I don’t know if hermits are “good” by nature or if French Louie was simply a nice man. Everyone that met him liked him. There was something about Louie that I just liked.

Even his hooting and hollering in the streets of the tiny village of Prospect was cherished by those who knew him.

I don’t want to lead you astray. French Louie did not spend much time in Prospect. If he needed some provisions or a few drinks then he would visit. Otherwise he stayed in one of his five “homes” in the Canada Lake section of the Adirondack Mountains.

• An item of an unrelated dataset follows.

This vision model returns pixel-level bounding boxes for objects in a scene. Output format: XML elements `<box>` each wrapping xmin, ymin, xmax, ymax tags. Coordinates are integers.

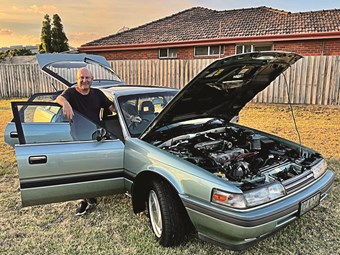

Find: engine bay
<box><xmin>158</xmin><ymin>126</ymin><xmax>321</xmax><ymax>190</ymax></box>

His nicest home was this slab shanty. Another was a cave. The third was big old hollow log with a lantern to keep him warm. For the life of me I can’t remember where the other two were. But I do understand from John Leaf, French Louie’s Indian friend, that there were two more “homes.”

French Louie liked animals. Someone told me he had a pet snake. I cannot back that up. I never saw him petting a snake although there were always several guarding his “garden” from insects, slugs and frogs. Louie did love animals. One time I overheard Louie and John Leaf arguing about John’s habit of poaching deer. I will leave that story for another time.

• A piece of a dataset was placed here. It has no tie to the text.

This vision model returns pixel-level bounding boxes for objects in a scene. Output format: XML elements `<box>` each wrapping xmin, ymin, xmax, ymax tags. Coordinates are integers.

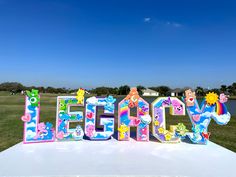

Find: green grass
<box><xmin>0</xmin><ymin>92</ymin><xmax>236</xmax><ymax>152</ymax></box>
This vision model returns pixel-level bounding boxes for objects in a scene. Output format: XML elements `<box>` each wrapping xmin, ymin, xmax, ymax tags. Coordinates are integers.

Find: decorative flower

When Louie showed up in the Adirondacks the “sports” had been here for a long time. It was the beginning of the end. Louie must have been very perceptive. He moved as far away from the city visitors as he could get – – – and he stayed there. Then, pity on poor Louie, the visitors started seeking him out. The last thing he wanted was city people visiting him.

If you ask me we had a lot of people that could be considered “hermits.” But that was long before French Louie arrived. There were people living alone all over these North Woods. Indians, Frenchmen, not too many English. It seems as though no one thought of those people as hermits. But then Louie came here; and soon anyone who lived alone was called a “hermit.”

I wonder if it had something to do with all the people from Boston and New York that were showing up for relaxation and sporting. The more I think about it the more I believe that is the case. The city dwellers thought that the Adirondack life was “quaint” and they needed some romantic characters to go along with the quaintness.

Poor Louie was selected as one of their first.

So now we have hermits. Before we simply had “lonely” people, or “withdrawn” people, or “strange” people, but now we have “hermits.” Ah yes, the mind is an inventive thing.

It probably won’t be too long before we romanticize people like Dunning and Sabbatis and Old Man Phelps. Can you just imagine that? Trying to describe those three characters in a romantic manner?

You might have better luck selling ladies purses made of Indian beads.